KEY DATA: Starts: -9.5%; 1-Family: -13.4%; Multi-Family: -0.8%; Permits: +0.3%; 1-Family: -3.8%; Multi-Family: +8.9%
IN A NUTSHELL: “Home construction may have moderated in April, but with permit requests well above starts, the slowdown should turnaround quickly.”
WHAT IT MEANS: The housing market is on fire, at least as far as prices are concerned. As for home construction, that is a puzzle. It was expected that housing starts would rise in April, even though the March level was already extremely high. Instead, it dropped sharply, as single-family construction cratered. Multi-family activity was down only modestly. But the data were bizarre. Starts were up in the Northeast and the West, but there was a massive 34.8% falloff in the Midwest and a large 11.5% drop in the South. Why the declines were so large in the South and Midwest, I have no idea, other than to say we should wait to see what the May numbers look like. And my guess is that construction will rebound sharply. Permit requests remained robust in April and for the past three months, they have run, on average, about ten percent above starts. Builders don’t pay for permits so they can sit around, so look for a construction to jump in the next few months. Much of that, though, will likely be in multi-family units, as single-family permit requests are running just over two percent more than starts.

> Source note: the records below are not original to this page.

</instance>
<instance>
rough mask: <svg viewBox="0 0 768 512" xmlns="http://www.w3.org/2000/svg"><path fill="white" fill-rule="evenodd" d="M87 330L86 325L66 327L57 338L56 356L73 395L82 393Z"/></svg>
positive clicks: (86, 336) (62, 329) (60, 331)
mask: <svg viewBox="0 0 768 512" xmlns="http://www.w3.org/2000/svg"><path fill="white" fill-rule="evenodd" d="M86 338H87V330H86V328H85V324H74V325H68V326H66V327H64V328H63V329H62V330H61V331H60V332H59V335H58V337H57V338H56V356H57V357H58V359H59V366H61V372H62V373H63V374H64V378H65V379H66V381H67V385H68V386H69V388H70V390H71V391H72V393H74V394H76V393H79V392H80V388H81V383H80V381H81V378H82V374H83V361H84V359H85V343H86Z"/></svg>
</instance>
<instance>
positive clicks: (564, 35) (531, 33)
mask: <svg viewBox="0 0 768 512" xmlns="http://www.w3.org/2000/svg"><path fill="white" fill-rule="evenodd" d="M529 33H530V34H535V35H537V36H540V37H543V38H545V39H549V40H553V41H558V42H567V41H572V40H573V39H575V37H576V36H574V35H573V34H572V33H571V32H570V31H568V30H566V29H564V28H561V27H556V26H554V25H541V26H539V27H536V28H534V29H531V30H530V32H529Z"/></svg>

Yesterday, the National Association of Home Builders released its May Housing Market Index and confidence remained at an extraordinarily high level. It may have come down from the all-time high of 90 (out of 100) set last November, but that is misleading. The May reading of 83 is eleven points above the high seen during the housing bubble. The housing market is just fine.IMPLICATIONS:The issues facing housing is supply, or a lack thereof, and as a result, prices. The number of homes under construction is rising minimally and the number of homes completed fell in April, so buyers will still have a tough time of it, especially since prices will likely continue to rise. That is true for both the new and existing market. In the new home segment, there is not only a shortfall of homes available to be purchased, but construction costs are surging. A lack of labor and rising materials costs, when coupled with higher demand and rising mortgage rates is not good news for buyers. This sector is an example of the problems with the global supply chain that have erupted since the pandemic hit. The interdependence of suppliers across the world was put under tremendous pressure by the pandemic, which hit countries at different times and magnitudes. A breakdown in multiple areas, coupled with the limited number of suppliers, has led to a massive shortage of a wide range of products. On top of that there were trade barriers constructed and trade wars that further hurt the free flow of goods. How long it will take to get the supply chain back to normal is anyone’s guess. That is really troublesome as countries reopen and demand surges. We are not talking about a normal rise in consumption and production, but a sudden acceleration. Without the ability to ramp up supply, demand will continue to outstrip supplyand as every economics 101 professor will tell you, that means prices will rise. That will likely continue until the supply chain is operating efficiently. Since that is dependent on how long it takes for the pandemic to fade, it is impossible to put a time frame on it. Investors need to start getting used to higher inflation, and while the Fed may not move anytime soon, market rates almost certainly will.